OIA1003 ENZYMES

Definition of Enzymes

Biological catalysts that increase reaction rates without being consumed.

Genomic Presence

~25% of human genes encode for enzymes.

Composition

Mostly proteins; some include non-protein parts (e.g., cofactors).

Oxidoreductases

Catalyze redox reactions (e.g., Lactate dehydrogenase).

Transferases

Transfer functional groups (e.g., Transaminase, Kinase).

Hydrolases

Catalyze hydrolysis reactions (e.g., Lipase, Phosphatases).

Lyases

Add/remove groups to form double bonds (e.g., Carbonic anhydrase).

Isomerases

Catalyze isomerization within a molecule (e.g., Phosphoglycerate mutase).

Ligases

Join two molecules using ATP (e.g., DNA ligase).

Active Site

Special pocket for substrate binding and catalysis.

Catalytic Efficiency

Enzymes can accelerate reactions by 10³–10⁸ times.

Specificity

High specificity for substrate and reaction type.

Holoenzyme

Active enzyme with non-protein part (cofactor).

Apoenzyme

Inactive enzyme without its cofactor.

Regulation

Enzyme activity can be upregulated or downregulated.

Energy Barrier

Enzymes lower the activation energy (ΔG‡).

Lock-and-Key Model

Rigid specificity; substrate fits perfectly into active site.

Induced Fit Model

Active site adjusts its shape to fit substrate after binding.

pH Effect

Enzymes work best at optimal pH; extreme pH leads to denaturation.

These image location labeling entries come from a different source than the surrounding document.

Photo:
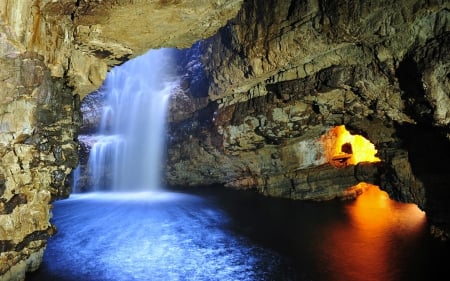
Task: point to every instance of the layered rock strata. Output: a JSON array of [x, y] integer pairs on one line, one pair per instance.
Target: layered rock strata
[[53, 53], [282, 73]]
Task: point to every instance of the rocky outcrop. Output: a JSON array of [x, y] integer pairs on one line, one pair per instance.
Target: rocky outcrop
[[39, 122], [282, 73], [53, 53], [254, 102]]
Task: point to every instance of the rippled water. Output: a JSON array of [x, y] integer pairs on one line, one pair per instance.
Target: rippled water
[[219, 234]]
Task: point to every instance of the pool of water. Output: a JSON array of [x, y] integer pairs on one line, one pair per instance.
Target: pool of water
[[221, 234]]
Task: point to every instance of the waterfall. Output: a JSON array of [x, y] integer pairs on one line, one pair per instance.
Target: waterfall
[[127, 153]]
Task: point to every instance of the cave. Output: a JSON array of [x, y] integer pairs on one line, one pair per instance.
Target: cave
[[252, 144]]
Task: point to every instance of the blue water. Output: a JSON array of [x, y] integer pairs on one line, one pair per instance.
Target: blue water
[[220, 234]]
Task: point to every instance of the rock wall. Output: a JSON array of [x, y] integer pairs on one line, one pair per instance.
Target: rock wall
[[53, 53], [278, 76], [282, 73]]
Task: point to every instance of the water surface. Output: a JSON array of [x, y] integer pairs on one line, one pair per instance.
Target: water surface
[[220, 234]]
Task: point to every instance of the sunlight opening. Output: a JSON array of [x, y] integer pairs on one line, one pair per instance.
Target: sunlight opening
[[343, 149]]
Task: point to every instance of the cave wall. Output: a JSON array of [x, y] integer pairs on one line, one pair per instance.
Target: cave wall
[[52, 54], [282, 73], [279, 75]]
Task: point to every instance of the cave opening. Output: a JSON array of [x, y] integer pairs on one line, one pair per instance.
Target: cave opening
[[343, 149]]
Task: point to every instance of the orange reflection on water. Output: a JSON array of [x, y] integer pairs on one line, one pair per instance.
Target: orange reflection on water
[[376, 237]]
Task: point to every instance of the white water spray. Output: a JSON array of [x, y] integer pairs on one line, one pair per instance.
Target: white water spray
[[128, 152]]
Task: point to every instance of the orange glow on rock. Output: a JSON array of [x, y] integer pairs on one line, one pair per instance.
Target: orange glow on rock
[[343, 149]]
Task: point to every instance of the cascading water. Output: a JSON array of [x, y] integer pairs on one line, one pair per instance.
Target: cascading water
[[128, 149]]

Example: Salivary amylase pH 6.7–7.0.

Temperature Effect

Optimal around 37°C; too high → denaturation.

Substrate Concentration

Rate increases with substrate until Vmax is reached (enzyme saturation).

Michaelis-Menten Equation

Describes relationship between reaction rate and substrate concentration.

Vmax

Maximum reaction velocity when enzyme is saturated.

Km

Substrate concentration at half Vmax; indicates enzyme affinity.

Low Km

High affinity (enzyme binds substrate easily).

High Km

Low affinity (requires more substrate).

Hyperbolic Curve

Michaelis-Menten plot: curve levels off as substrate increases.

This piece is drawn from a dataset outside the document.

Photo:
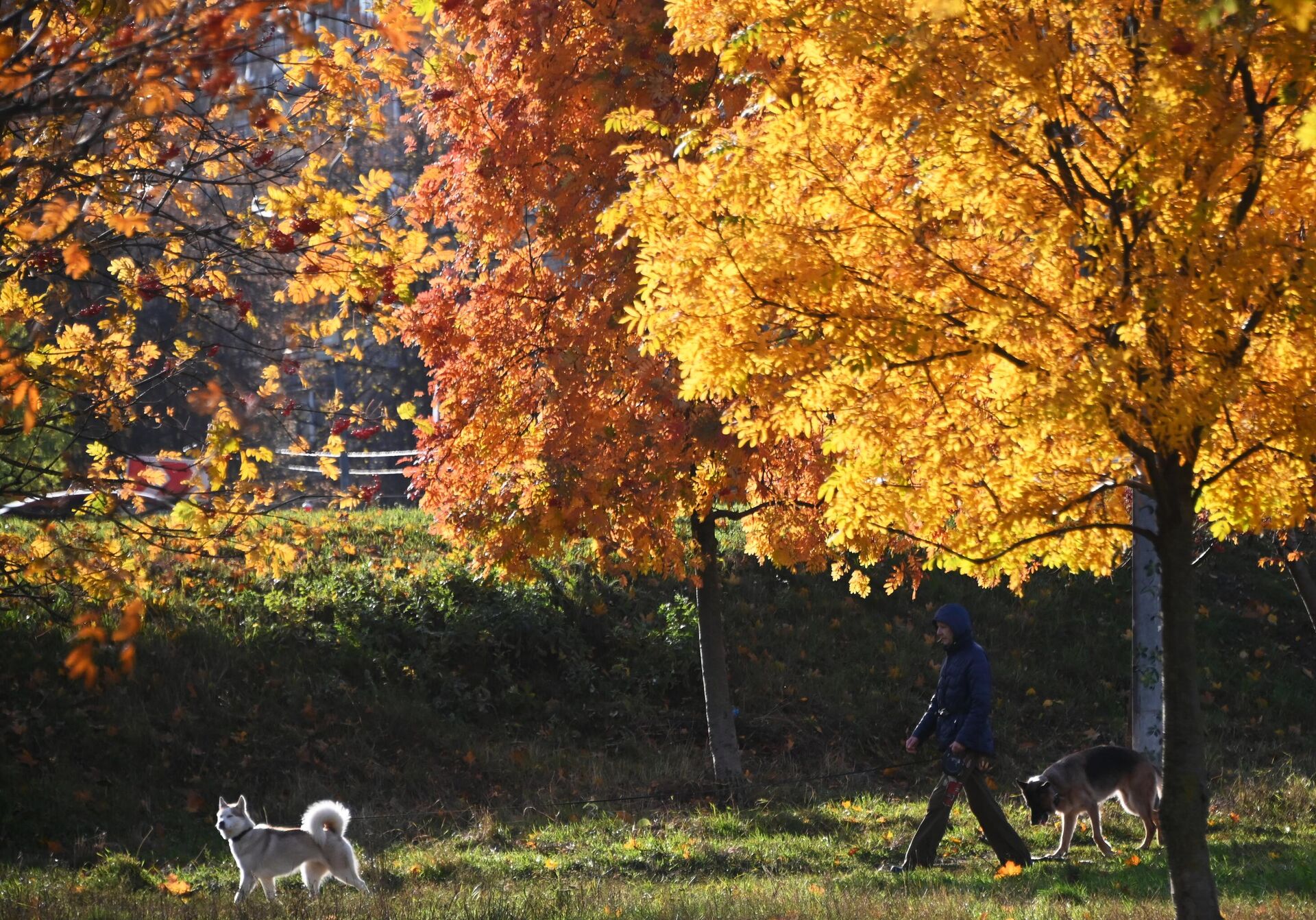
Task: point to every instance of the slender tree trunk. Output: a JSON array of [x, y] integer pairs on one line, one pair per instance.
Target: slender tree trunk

PURPOSE (Lineweaver-Burk Plot)

Linear form of Michaelis-Menten equation; easier to calculate Km and Vmax.

Key Axes (Lineweaver-Burk Plot)

X-axis: -1/Km

Y-axis: 1/Vmax

Steeper Slope (Lineweaver-Burk Plot)

Indicates lower efficiency (higher Km or lower Vmax).

Competitive Inhibition

Inhibitor binds active site, competes with substrate.

Example: Statins inhibit HMG-CoA reductase.

Effect of Competitive Inhibitor

Increases Km, no effect on Vmax.

Non-Competitive Inhibition

Inhibitor binds elsewhere on enzyme → affects catalysis.

Effect of Non-Competitive Inhibitor

Reduces Vmax, no effect on Km.

Examples of Non-Competitive Inhibitors

Heavy metals (lead, mercury, arsenic);

Cyanide inhibits cytochrome c oxidase.

Allosteric Modulators

Bind away from active site → alter enzyme shape and function.

Covalent Modifiers

Phosphorylation changes enzyme activity.

End Product Inhibition

End product inhibits the first step enzyme (feedback regulation).

ACE Inhibitors

Lisinopril, enalapril, captopril inhibit angiotensin-converting enzyme (ACE) → lower BP.

Enzymes in Diagnosis

Isoenzymes (e.g., Creatine kinase CK-MB) used to detect myocardial infarction.